Not many days after the 1993 bombing of the World Trade Center, the New York Times ran an article discussing the structure of the building and the possibilities of its being brought down by a larger and more thoughtfully placed explosion. It turns out not to be easy: apparently, each tower is built to withstand the impact of a fully loaded jet liner taking off. In addition to the strength of the structure, attackers would have to confront its complexity: there are twenty-one load- bearing pillars and they could not be reached simultaneously by the force of an explosion. In being destroyed, a particular section would in fact shield other areas by absorbing the impact. The timing and placement of the article is interesting in itself: it was a rapid-response anodyne to the spiral of geopolitical urban trauma while at the same time, under the cover of a discussion of engineering, it invited its readers to participate in transgressive calculations of how the Trade Center towers might actually be brought down.

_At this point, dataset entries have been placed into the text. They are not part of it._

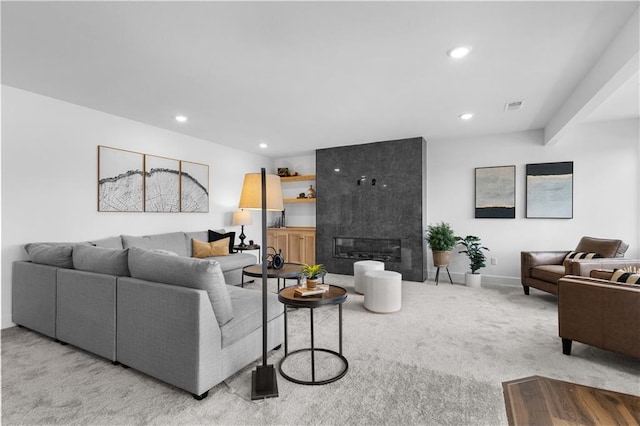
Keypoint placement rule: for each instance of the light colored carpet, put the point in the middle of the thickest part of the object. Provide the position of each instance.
(440, 360)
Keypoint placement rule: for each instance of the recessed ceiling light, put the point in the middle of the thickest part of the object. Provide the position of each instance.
(459, 52)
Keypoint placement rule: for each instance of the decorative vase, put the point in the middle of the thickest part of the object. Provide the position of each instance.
(311, 193)
(441, 259)
(473, 280)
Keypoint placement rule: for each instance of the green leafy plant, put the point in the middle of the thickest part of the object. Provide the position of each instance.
(312, 271)
(441, 237)
(473, 250)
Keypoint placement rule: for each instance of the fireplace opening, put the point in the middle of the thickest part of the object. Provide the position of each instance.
(383, 249)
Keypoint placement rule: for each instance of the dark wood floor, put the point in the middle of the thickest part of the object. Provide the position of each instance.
(541, 401)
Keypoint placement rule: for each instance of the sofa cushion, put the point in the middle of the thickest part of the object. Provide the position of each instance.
(247, 308)
(201, 249)
(216, 236)
(101, 260)
(605, 247)
(203, 274)
(549, 273)
(110, 242)
(235, 261)
(198, 235)
(50, 254)
(575, 255)
(172, 241)
(623, 276)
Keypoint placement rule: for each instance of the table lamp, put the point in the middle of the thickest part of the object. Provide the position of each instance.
(263, 192)
(242, 218)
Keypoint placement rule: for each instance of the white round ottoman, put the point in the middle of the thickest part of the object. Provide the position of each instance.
(362, 266)
(383, 291)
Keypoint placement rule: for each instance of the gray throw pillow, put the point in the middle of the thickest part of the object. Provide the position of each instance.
(203, 274)
(49, 254)
(101, 260)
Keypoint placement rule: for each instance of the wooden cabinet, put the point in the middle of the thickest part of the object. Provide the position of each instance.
(298, 244)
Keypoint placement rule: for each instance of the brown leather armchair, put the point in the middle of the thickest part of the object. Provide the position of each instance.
(543, 269)
(599, 313)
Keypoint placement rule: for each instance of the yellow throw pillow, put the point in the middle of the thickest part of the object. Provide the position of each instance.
(215, 248)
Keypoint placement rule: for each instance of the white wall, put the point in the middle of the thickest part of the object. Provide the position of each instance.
(606, 187)
(49, 177)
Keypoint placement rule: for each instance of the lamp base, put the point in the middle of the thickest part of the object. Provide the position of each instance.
(263, 382)
(242, 237)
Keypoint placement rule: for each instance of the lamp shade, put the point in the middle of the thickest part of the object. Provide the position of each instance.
(251, 197)
(242, 217)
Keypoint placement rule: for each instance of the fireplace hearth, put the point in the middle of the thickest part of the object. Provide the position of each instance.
(383, 249)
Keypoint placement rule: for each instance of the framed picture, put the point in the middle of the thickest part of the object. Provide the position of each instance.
(161, 184)
(550, 190)
(496, 192)
(120, 180)
(194, 187)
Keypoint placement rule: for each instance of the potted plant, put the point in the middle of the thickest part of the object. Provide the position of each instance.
(477, 259)
(311, 272)
(442, 240)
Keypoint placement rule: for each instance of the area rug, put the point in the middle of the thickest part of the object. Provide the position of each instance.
(440, 360)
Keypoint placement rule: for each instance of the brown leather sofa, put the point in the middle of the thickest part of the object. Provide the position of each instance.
(543, 269)
(599, 313)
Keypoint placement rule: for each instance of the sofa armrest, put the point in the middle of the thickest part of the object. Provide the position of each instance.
(169, 332)
(599, 313)
(529, 259)
(583, 267)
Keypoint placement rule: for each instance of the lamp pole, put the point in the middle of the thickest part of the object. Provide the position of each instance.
(264, 383)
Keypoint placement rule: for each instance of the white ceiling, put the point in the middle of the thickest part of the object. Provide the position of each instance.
(306, 75)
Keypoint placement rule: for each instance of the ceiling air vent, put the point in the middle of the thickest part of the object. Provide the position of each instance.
(512, 106)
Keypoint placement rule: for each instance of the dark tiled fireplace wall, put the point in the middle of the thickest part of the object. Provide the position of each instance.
(373, 191)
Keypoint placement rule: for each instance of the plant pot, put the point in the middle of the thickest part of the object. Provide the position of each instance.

Translations of violence to paper are hard to make convincing. Literary revolutions may be hard to pull off on the page, but it is much harder to translate any of their energy from the page to the outside world. I am invoking the bombing here, however, to begin to consider the structure of the problem that Bruce Andrews has been confronting in his work over the last two decades and particularly in a recent book, I Don't Have Any Paper So Shut Up (or, Social Romanticism). Andrews has been one of the more visible language writers, publishing over twenty chapbooks and books of poetry, and co-editing L=A=N=G=U=A=G=E magazine with Charles Bernstein in the late 70s and early 80s as well as The L=A=N=G=U=A=G=E Book. In his criticism he has been insistent on the politicization of poetry, attacking conventional writing as the signature of laissez-faire politics; his poetry has been highly disjunct in syntax, semantics, and typography. I Don't Have Any Paper marks a significant change in his work: while it is still resolutely antinarrative, it ventures into the most charged and obvious areas of contemporary politics in easily legible and very aggressive ways. In I Don't Have Any Paper the bombs may be verbal and their targets metaphorical, but the scale and complexity of what Andrews is trying to bring down presents him with a conundrum whose social geometry is similar to the physical geometry that ultimately contains a bomb blast: whatever he destroys tends to shield contiguous and remote areas. Of course, this is all just a metaphor. Does "destroy" here simply resolve to "ironize"?